I had occasion, recently, to look at some code one of my younger colleagues
had produced. The code works. It's clear. Future maintenance will be
straight-forward if a little tedious. It provides a very useful and non-trivial
feature. But it is really—extravagantly, even—wordy. The engineer
who wrote it knew that: he left a comment to the effect that it was ugly but he
didn't know a better way to accomplish the task.
I do know a better way, so this post is intended to put the
solution out there for those who need it.
Case study
The feature is simple:
Detect what columns of a CSV file contain specific
data by searching the header for pre-defined strings, and subsequently look up
that specific data for use while processing the remaining rows.
With which we can ingest the same data from files written by different producers
that disagree on what extra columns should be present and what order any of them
should be in. At least the headers fields are consistent across all the
writers.
To do this we need some storage that will hold the indices (or indicate that
columns are not present, so we must support a not-applicable value), and we need
some code that walks the list of header fields examining each string and setting
the appropriate index (or skipping with a diagnostic if the header is
unrecognized). Some of the indexes are required to be set, but we check that
after we've set all the ones we find.
A naive approach would be (a) define a named variable for each header index
we want to capture, and (b) use a a big if-else if
chain (with the terminal else handing the unknown header case) for
the "set the appropriate indices" bit.1 That is something like this
//...
int statusIdx = -1; // -1 for "not found"
int thingIdx = -1;
std::vector<std::string> headerFields; // Setup somehow
for (size_t i=0; i<headersFields.size(); ++i)
{
headerText == headerFields[i];
//..
else if (headerText = "Status")
{
statusIdx = i;
}
else if (headerText == "Thing")
{
thingIdx = i;
}
//...
}
As I said above this works, but it's not ideal. Let's start by talking about
what is probably the smallest issue: it's long. with that big chain of
conditionals living inside the loop over fields (possibly inside two loops if
we've built the "iterate over lines" behavior into the same function). And
because each index has it's own named variable running "extract-function" on
the code would result in an unreasonable argument list for the new
routine.2
The bigger problem is that the association of the string names with the
related indices only exists in the form of the comparison statements in that big
chain of conditionals (that is, far from the variable declarations), so you end up
scrolling around to understand what's going on. Good naming can help here,
but...
To simplify our life we make the connection between desired header string
and the index storage explicit.
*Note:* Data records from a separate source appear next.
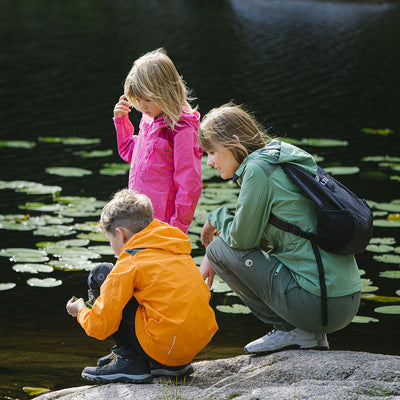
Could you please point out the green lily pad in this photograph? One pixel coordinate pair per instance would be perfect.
(47, 282)
(382, 248)
(343, 170)
(384, 223)
(114, 169)
(388, 258)
(68, 171)
(93, 236)
(69, 140)
(94, 153)
(234, 309)
(17, 144)
(32, 268)
(7, 286)
(390, 274)
(359, 319)
(24, 255)
(54, 231)
(388, 310)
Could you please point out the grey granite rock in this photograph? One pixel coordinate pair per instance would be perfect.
(287, 375)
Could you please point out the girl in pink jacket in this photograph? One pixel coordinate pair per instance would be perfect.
(165, 156)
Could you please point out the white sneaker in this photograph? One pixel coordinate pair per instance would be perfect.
(277, 340)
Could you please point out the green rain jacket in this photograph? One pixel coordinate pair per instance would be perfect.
(266, 189)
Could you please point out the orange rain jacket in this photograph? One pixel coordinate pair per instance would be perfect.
(174, 320)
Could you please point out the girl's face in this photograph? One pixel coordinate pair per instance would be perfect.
(222, 159)
(149, 108)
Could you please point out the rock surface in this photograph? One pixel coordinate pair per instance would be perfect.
(287, 375)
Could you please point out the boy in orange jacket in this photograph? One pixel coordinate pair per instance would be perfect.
(153, 302)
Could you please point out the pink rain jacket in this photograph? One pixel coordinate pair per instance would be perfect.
(165, 165)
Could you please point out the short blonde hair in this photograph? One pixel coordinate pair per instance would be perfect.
(225, 124)
(153, 76)
(127, 208)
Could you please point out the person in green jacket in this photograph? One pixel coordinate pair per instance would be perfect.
(273, 272)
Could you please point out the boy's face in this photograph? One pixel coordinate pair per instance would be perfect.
(116, 241)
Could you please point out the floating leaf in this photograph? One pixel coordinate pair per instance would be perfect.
(33, 391)
(7, 286)
(113, 169)
(382, 132)
(388, 310)
(32, 268)
(47, 282)
(359, 319)
(68, 171)
(234, 309)
(388, 258)
(24, 255)
(343, 170)
(382, 248)
(69, 140)
(390, 274)
(94, 153)
(17, 144)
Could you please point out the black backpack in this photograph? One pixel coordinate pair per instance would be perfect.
(344, 221)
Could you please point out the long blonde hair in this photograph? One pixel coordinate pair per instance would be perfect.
(153, 76)
(234, 128)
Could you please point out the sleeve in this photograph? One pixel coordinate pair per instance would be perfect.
(245, 228)
(187, 177)
(125, 137)
(105, 316)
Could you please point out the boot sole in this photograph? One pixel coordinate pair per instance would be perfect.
(144, 378)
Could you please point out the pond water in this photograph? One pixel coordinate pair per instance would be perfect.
(308, 69)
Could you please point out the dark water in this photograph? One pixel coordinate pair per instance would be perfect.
(307, 69)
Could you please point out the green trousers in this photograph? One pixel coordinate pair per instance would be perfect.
(268, 288)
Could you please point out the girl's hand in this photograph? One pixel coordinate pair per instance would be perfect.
(207, 272)
(122, 108)
(74, 306)
(207, 234)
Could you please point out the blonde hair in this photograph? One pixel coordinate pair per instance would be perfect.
(153, 76)
(228, 123)
(127, 208)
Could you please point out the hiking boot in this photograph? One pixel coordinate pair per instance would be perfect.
(120, 369)
(296, 338)
(106, 359)
(157, 369)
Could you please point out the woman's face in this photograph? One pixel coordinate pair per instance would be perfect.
(222, 159)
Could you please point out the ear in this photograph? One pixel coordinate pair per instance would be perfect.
(124, 234)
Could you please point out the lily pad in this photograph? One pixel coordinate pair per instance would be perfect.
(32, 268)
(68, 171)
(7, 286)
(114, 169)
(94, 153)
(234, 309)
(69, 140)
(47, 282)
(390, 274)
(388, 310)
(388, 258)
(24, 255)
(359, 319)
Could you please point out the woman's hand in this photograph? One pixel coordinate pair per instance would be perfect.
(74, 306)
(207, 272)
(207, 234)
(122, 108)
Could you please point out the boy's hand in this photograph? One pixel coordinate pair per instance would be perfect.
(207, 272)
(122, 108)
(74, 306)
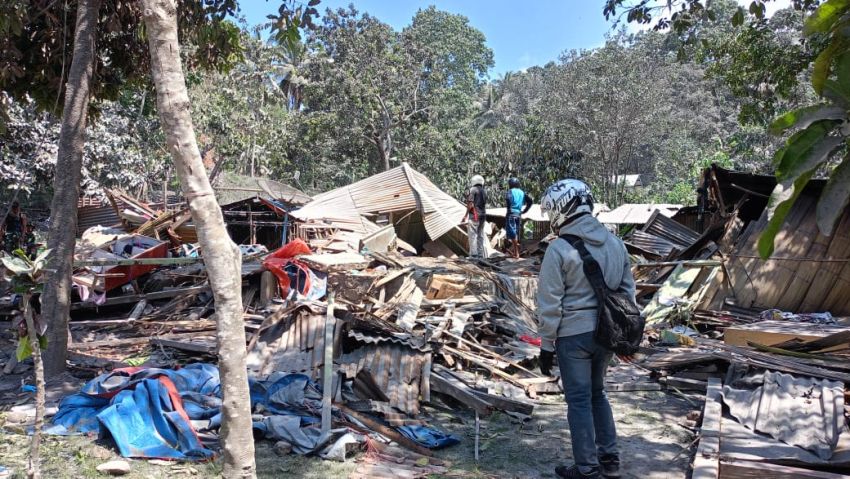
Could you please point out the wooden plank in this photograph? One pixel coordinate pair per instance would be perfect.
(327, 369)
(707, 459)
(186, 345)
(683, 384)
(109, 343)
(135, 298)
(771, 333)
(331, 263)
(380, 241)
(136, 261)
(386, 431)
(828, 273)
(740, 469)
(505, 404)
(443, 381)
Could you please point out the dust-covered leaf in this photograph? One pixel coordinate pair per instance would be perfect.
(781, 200)
(16, 266)
(806, 150)
(826, 16)
(835, 197)
(803, 117)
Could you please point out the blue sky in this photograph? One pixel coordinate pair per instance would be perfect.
(521, 34)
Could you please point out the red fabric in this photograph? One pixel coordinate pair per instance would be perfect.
(530, 340)
(176, 400)
(290, 250)
(277, 261)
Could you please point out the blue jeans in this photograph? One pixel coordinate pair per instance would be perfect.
(583, 364)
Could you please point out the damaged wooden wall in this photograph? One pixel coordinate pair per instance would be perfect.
(808, 272)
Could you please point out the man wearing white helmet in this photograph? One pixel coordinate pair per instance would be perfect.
(567, 311)
(476, 211)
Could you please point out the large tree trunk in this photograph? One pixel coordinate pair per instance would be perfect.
(221, 256)
(56, 300)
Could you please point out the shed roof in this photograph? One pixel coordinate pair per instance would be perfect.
(231, 188)
(401, 189)
(636, 214)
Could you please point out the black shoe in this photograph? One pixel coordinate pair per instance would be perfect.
(573, 472)
(609, 465)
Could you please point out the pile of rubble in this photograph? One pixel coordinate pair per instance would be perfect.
(358, 309)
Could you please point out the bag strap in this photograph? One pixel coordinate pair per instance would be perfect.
(591, 267)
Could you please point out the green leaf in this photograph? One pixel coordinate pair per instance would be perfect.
(804, 117)
(738, 17)
(821, 67)
(24, 349)
(16, 265)
(781, 201)
(804, 148)
(837, 93)
(825, 16)
(41, 259)
(834, 198)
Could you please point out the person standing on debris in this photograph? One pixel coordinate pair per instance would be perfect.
(476, 210)
(567, 314)
(13, 227)
(518, 204)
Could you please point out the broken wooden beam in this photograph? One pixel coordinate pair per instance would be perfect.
(442, 381)
(189, 344)
(386, 431)
(135, 298)
(707, 459)
(79, 263)
(503, 403)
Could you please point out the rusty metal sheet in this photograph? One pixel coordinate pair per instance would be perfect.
(401, 189)
(678, 234)
(401, 372)
(292, 345)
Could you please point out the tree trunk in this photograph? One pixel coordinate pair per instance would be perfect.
(221, 256)
(34, 464)
(56, 300)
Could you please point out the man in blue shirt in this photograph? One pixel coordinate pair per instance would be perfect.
(518, 204)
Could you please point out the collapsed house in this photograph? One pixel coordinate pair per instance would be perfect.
(402, 197)
(765, 338)
(356, 309)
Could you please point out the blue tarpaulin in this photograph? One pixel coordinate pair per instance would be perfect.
(149, 412)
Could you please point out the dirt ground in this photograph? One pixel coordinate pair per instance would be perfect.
(653, 444)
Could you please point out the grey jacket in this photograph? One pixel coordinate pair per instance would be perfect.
(566, 303)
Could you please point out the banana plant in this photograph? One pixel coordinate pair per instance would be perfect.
(819, 132)
(27, 278)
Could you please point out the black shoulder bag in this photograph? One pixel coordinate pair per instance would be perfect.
(620, 325)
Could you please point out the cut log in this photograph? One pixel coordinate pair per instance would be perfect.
(707, 459)
(449, 385)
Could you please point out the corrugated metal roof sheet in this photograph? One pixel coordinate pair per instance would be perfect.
(802, 411)
(231, 187)
(402, 373)
(400, 189)
(672, 231)
(403, 339)
(93, 211)
(295, 344)
(648, 243)
(636, 214)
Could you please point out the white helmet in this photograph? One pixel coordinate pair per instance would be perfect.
(566, 199)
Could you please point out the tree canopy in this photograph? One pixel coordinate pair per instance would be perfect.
(354, 96)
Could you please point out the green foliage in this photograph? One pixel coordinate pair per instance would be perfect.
(26, 275)
(822, 136)
(36, 43)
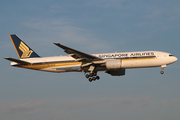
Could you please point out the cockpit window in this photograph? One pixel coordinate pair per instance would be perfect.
(171, 55)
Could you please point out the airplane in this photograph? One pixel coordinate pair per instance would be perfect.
(114, 64)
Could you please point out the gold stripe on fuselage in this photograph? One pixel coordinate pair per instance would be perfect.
(138, 58)
(39, 66)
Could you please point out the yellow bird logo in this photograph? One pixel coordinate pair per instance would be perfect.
(26, 52)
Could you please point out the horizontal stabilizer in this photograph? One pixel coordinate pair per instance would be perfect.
(17, 61)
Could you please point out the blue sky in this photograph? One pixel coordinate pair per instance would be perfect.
(96, 26)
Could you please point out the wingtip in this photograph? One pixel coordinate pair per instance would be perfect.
(57, 43)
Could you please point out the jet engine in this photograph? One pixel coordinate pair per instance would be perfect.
(119, 72)
(113, 64)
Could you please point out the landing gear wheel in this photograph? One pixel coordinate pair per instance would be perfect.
(87, 76)
(97, 77)
(94, 78)
(94, 74)
(90, 79)
(90, 74)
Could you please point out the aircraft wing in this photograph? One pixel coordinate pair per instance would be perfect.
(78, 55)
(16, 60)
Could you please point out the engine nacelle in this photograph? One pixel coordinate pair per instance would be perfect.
(113, 64)
(119, 72)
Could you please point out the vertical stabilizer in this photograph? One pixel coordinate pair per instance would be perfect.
(22, 49)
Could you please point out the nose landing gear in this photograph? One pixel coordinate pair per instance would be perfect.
(92, 76)
(162, 69)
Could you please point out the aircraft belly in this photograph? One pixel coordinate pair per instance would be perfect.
(141, 63)
(70, 68)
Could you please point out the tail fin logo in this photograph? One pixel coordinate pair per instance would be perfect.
(25, 50)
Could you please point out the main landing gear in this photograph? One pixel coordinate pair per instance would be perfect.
(92, 76)
(162, 69)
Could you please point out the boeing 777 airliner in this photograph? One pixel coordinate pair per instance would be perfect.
(77, 61)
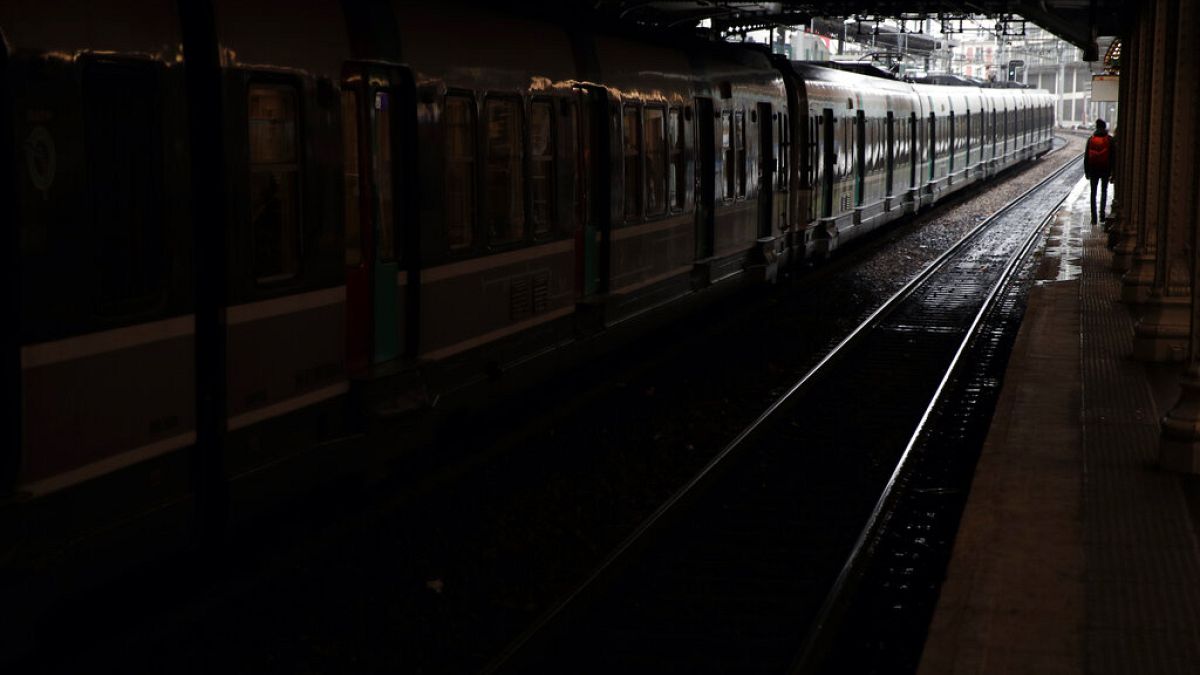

In the simplest form that looks like
std::map<std::string, int> indices {
//...
{"Status", -1},
{"Thing", -1},
//...
}; though we could elaborate this in various ways. Having done that, our index setting code becomes a loop3 for (size_t i=0; i<headerFields.size(); ++i)
{
const auto it = indices.find(headerFields[i]);
if (it == indices.end())
{
LOG_INFO("Skipping unknown CSV header field " + headerField[i]);
continue;
}
it->second = i;
}
which is easily extracted to a named function and new supported fields can be
added by extending the indices map.
This is much better.
Mind you, it still isn't great and depending on how long the rest of the file processing loop is we may want to elaborate on the system a little. We only use the indices to look up fields in subsequent lines, so rather than writing dataField[indices.at("Thing")] every time, we might want to provide a lookup-field-in-line routine that hides the icky syntax. But that's just gravy at this point.
Elaborations
Extending this is easy, and up to a point is a good idea. Though, you can
over-do it. Bring your common sense.
In the case study above the first thing I would note is that our read
requires certain columns to be present or the data can't be used. So I want to
associate that info with the rest of the data. And my typical approach to that
would look something like this:
struct columnData
{
int index;
const bool required;
};
std::map<std::string, columnData> indices = {
//...
{"Status", {-1, false}},
{"Thing", {-1, true}},
//...
};
int columnIndex(const std::string & key, const std::map<std::string, columnData> &headerData);
bool columnRequired(const std::string & key, const std::map<std::string, columnData> &headerData);
if I wanted to use free functions or if I preferred a class it might be
class HeaderInfo
{
struct columnData
{
int index;
const bool required;
};
std::map<const std::string, columnData> indicies;
public:
columnData(std::initializer_list<std::map<std::string, columnData>> l) : indices(l) {}
bool has(const std::string &key) const;
int index(const std::string &key) const;
bool required(const std::string &key) const;
};
with the initialization data provided in the read-CSV routine by way of that
initializer list constructor.
Critically I don't use two separate data stores that can get out of
sync. All the information about our header handling is collected in one place
where it can be edited without confusion if needed. In practice many of my data
stores in this form go a long time between edits.
Nomenclature
I waffled a bit on the title for this post because I'm uncertain what other
people would want to call this approach. There are several obvious candidates
out there: "Data-driven design", "data oriented design", and "declarative".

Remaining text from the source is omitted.